Core metrics are overly strict: Using Spot’s binary semantic equivalence for NL→LTL means a single operator error results in zero. This makes it difficult to distinguish "total failure" from "near misses." The authors suggest introducing metrics like TED for partial credit, as the current approach may underestimate actual model capabilities.
NL generation relies on a single LLM (DeepSeek-R1): Despite multi-level validation, stylistic preferences and potential systematic biases of the model might permeate the data, giving the "contextual NL" the specific imprint of that model. Furthermore, the LLM Judge (Llama 3.3) only covers 18% of samples, meaning the >97% accuracy is an estimate.
Baselines favor "direct fine-tuning": Experiments mostly involve fine-tuning existing seq2seq/LLMs on various directions. They do not truly implement the "LTL→ITL→NL two-stage pipeline" or structural decoding/neuro-symbolic methods suggested by the authors. Thus, the actual end-to-end gain from ITL remains to be fully verified.
Future Improvements: Training two-stage models with ITL as a mandatory step, introducing constrained decoding or grammar-guided decoding to solve scope errors, and re-evaluating with partial-credit metrics are natural next steps.

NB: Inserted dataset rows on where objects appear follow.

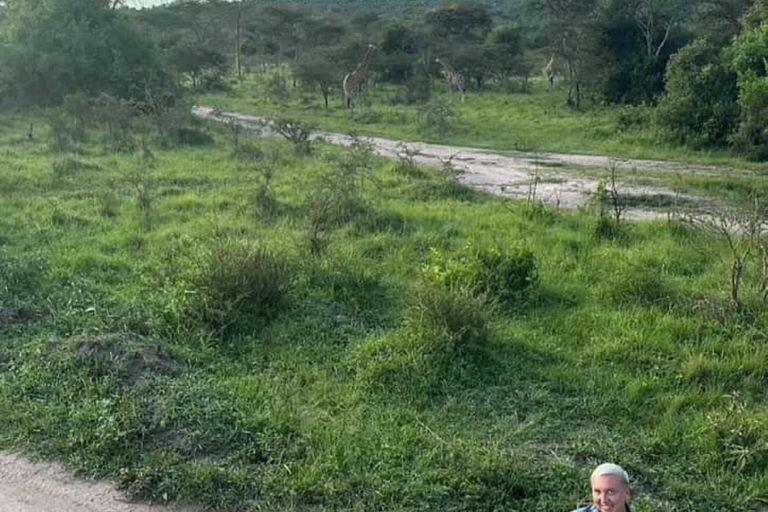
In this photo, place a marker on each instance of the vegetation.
(441, 349)
(283, 324)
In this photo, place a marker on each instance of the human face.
(609, 493)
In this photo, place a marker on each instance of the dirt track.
(43, 487)
(566, 180)
(563, 179)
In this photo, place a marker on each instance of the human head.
(610, 488)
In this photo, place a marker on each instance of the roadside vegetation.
(282, 324)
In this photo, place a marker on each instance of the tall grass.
(214, 358)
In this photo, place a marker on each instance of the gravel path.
(44, 487)
(566, 180)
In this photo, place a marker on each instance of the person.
(610, 490)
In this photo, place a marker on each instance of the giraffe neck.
(362, 68)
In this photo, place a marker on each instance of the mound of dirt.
(126, 356)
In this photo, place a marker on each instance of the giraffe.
(554, 67)
(453, 77)
(355, 81)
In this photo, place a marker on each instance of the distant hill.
(363, 5)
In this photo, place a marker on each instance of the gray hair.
(610, 469)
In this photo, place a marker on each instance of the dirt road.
(566, 180)
(43, 487)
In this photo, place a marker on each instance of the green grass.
(347, 380)
(535, 121)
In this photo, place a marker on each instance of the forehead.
(607, 482)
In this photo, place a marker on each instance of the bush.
(699, 106)
(239, 286)
(442, 342)
(436, 116)
(503, 274)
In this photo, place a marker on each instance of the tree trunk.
(237, 40)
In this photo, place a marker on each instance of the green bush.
(436, 115)
(441, 342)
(239, 285)
(749, 53)
(503, 274)
(699, 106)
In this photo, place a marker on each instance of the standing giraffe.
(453, 78)
(553, 68)
(355, 81)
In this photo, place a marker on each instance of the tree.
(468, 22)
(571, 25)
(700, 103)
(399, 47)
(52, 48)
(197, 61)
(319, 70)
(750, 60)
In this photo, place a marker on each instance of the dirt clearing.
(44, 487)
(565, 180)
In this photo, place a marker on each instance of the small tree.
(319, 71)
(699, 105)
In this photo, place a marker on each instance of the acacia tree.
(319, 70)
(572, 37)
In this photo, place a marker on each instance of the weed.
(238, 286)
(144, 187)
(498, 273)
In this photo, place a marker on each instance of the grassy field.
(253, 329)
(538, 120)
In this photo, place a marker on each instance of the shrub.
(503, 274)
(436, 116)
(240, 284)
(442, 342)
(699, 106)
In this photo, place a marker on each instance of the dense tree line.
(699, 63)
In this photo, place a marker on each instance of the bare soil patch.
(565, 180)
(27, 486)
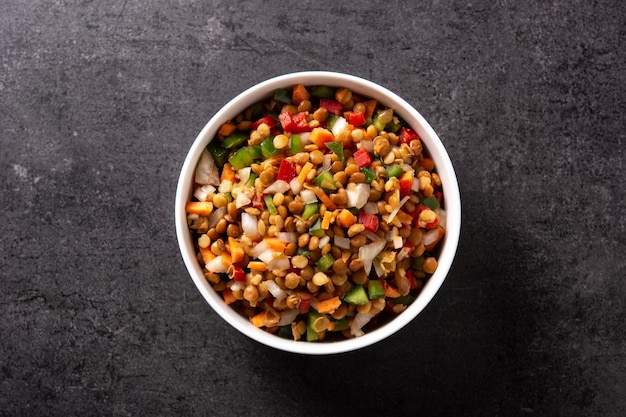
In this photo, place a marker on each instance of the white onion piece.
(360, 320)
(340, 124)
(216, 216)
(287, 237)
(395, 210)
(370, 208)
(368, 145)
(216, 265)
(206, 170)
(342, 242)
(242, 200)
(203, 191)
(275, 290)
(430, 236)
(250, 226)
(367, 253)
(323, 241)
(244, 174)
(287, 316)
(308, 196)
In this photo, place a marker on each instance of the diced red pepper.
(370, 221)
(294, 123)
(269, 120)
(286, 171)
(406, 135)
(355, 118)
(406, 181)
(237, 273)
(332, 106)
(362, 158)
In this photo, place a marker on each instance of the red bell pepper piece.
(406, 181)
(332, 106)
(286, 171)
(269, 120)
(406, 135)
(355, 118)
(370, 221)
(362, 158)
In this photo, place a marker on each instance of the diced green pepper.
(369, 173)
(282, 95)
(337, 148)
(268, 149)
(219, 153)
(394, 170)
(269, 203)
(309, 210)
(356, 296)
(296, 145)
(235, 140)
(316, 229)
(311, 334)
(325, 262)
(431, 202)
(375, 289)
(241, 159)
(326, 181)
(323, 91)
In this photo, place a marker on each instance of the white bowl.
(432, 143)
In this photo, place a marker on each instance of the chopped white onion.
(250, 226)
(342, 242)
(287, 316)
(275, 290)
(308, 196)
(215, 216)
(206, 170)
(287, 237)
(279, 186)
(395, 210)
(203, 191)
(340, 124)
(216, 265)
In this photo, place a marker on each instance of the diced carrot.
(328, 215)
(207, 255)
(275, 243)
(370, 106)
(227, 128)
(236, 250)
(203, 208)
(228, 173)
(226, 259)
(299, 94)
(259, 319)
(304, 172)
(346, 218)
(257, 266)
(324, 198)
(320, 136)
(229, 298)
(328, 306)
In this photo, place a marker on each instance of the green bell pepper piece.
(356, 296)
(375, 289)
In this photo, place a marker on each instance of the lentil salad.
(317, 213)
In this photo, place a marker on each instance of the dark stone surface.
(100, 101)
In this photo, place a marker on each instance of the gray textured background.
(100, 101)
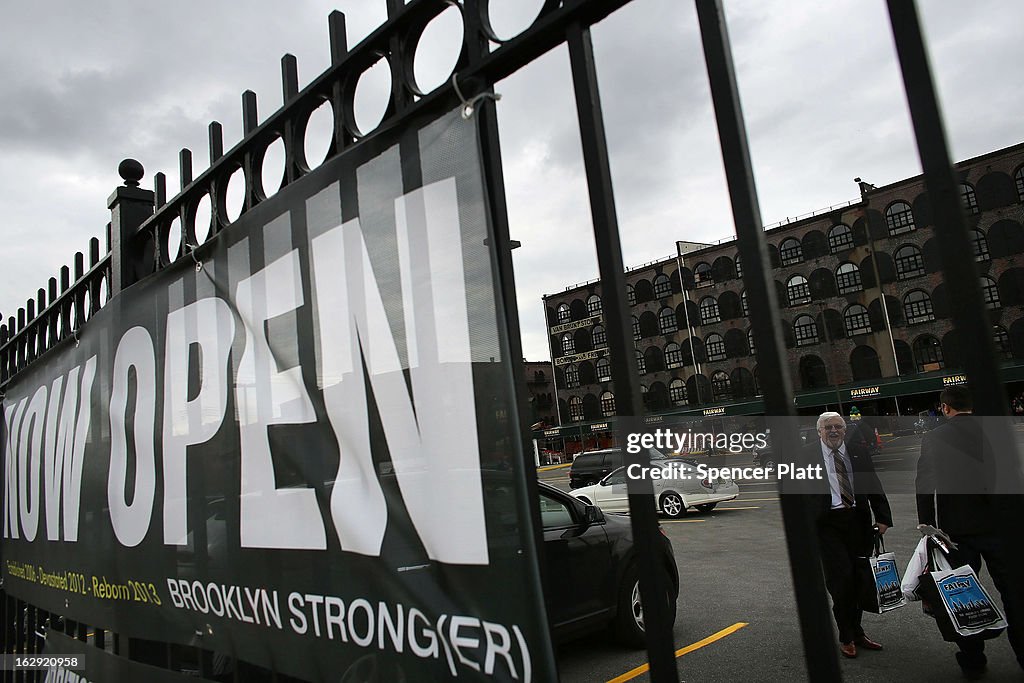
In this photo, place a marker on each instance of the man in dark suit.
(956, 477)
(843, 513)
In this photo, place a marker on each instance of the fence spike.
(216, 141)
(339, 41)
(184, 165)
(289, 78)
(249, 118)
(160, 188)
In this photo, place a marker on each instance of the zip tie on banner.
(469, 105)
(192, 252)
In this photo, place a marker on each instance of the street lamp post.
(882, 294)
(686, 315)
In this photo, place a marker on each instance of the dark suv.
(593, 466)
(592, 565)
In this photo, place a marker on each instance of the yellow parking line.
(680, 521)
(630, 675)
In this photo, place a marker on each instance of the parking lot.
(736, 614)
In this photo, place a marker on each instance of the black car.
(593, 466)
(591, 564)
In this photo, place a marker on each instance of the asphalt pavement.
(736, 614)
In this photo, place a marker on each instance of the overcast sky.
(85, 85)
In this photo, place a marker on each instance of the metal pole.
(832, 359)
(801, 534)
(885, 306)
(652, 577)
(689, 328)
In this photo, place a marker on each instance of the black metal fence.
(145, 226)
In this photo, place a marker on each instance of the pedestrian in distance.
(956, 477)
(843, 508)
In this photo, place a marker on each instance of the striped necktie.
(845, 488)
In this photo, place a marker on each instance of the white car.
(685, 488)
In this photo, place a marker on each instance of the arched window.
(607, 403)
(715, 347)
(709, 310)
(899, 218)
(677, 392)
(721, 387)
(805, 330)
(673, 355)
(979, 245)
(856, 319)
(968, 199)
(1001, 340)
(989, 292)
(568, 347)
(908, 262)
(576, 409)
(918, 307)
(702, 275)
(663, 287)
(848, 279)
(840, 239)
(791, 252)
(571, 377)
(667, 321)
(798, 291)
(864, 364)
(928, 353)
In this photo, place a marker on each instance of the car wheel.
(673, 505)
(629, 623)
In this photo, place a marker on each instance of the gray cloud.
(86, 85)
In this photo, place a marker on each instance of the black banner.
(68, 660)
(300, 449)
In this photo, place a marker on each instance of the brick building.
(542, 393)
(865, 311)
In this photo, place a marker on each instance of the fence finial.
(131, 172)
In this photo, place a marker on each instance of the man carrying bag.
(955, 480)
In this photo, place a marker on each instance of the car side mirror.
(593, 515)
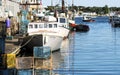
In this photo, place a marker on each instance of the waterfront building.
(9, 8)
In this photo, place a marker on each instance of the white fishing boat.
(46, 33)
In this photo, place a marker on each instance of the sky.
(99, 3)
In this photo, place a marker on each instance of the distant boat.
(115, 21)
(87, 19)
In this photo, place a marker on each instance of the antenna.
(51, 2)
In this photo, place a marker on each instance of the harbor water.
(96, 52)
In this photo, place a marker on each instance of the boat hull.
(29, 42)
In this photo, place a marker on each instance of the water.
(96, 52)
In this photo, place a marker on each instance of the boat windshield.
(62, 20)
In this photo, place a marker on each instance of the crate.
(25, 72)
(9, 60)
(42, 72)
(43, 63)
(24, 63)
(42, 52)
(8, 72)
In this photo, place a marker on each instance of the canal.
(96, 52)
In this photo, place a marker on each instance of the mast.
(51, 2)
(63, 5)
(72, 3)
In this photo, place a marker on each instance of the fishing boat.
(45, 33)
(87, 19)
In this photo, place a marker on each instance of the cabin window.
(50, 25)
(45, 26)
(30, 26)
(62, 20)
(40, 26)
(55, 25)
(36, 26)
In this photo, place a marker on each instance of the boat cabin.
(43, 26)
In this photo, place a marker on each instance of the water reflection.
(62, 60)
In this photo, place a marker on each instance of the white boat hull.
(54, 42)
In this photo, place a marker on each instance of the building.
(9, 8)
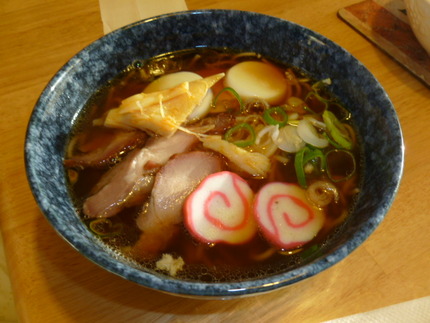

vs NL2TL (Chen et al., 2023): NL2TL uses GPT-3 to create "lifted" (abstracted) NL-temporal logic pairs and fine-tunes T5 for cross-domain generalization (scale ≈ 28k). VERIFY instead grounds NL into specific variable semantics across 13 domains (scale 200k+), features a unique ITL intermediate layer, and utilizes Spot for formal verification, emphasizing contextual richness over abstract templates.
vs Early Rules/NMT Methods (Brunello 2019; Cherukuri 2022): Early methods relied on attribute grammars/heuristics over parse trees for LTL→NL or translated at the symbol level using OpenNMT. These were brittle, hard to scale, and produced technical language. VERIFY uses deterministic mapping only for the provable LTL↔ITL segment, leaving the contextualized, fluent final hop to a reasoning LLM, balancing scale and fidelity.
vs Robot/Navigation Command Datasets (Lang2LTL, Language-to-Landmarks, etc.): These are limited to robotic imperative language with scales of only a few thousand, failing to generalize beyond "command-control" scenarios. The cross-domain breadth and contextual depth of VERIFY are specifically designed to train generalizable models.

Rating¶

Novelty: ⭐⭐⭐⭐ First to unify "LTL-ITL-NL" into three layers across 200k+ samples and 13 domains. The ITL intermediate layer + provably complete mapping is a solid new design.
Experimental Thoroughness: ⭐⭐⭐⭐ Five tasks with multiple baselines + two sets of ablations (ITL and context) + five-category error analysis. Evidence is comprehensive for a dataset paper; however, baselines are limited to direct fine-tuning without implementing two-stage pipelines.
Writing Quality: ⭐⭐⭐⭐ The three-layer framework and pipeline are clearly explained. Metrics and caveats (like Spot’s strictness) are well-addressed.
Value: ⭐⭐⭐⭐ Fills a large-scale corpus gap between formal methods and practical NLP, providing an immediate resource for requirements engineering, AI safety, and neuro-symbolic research.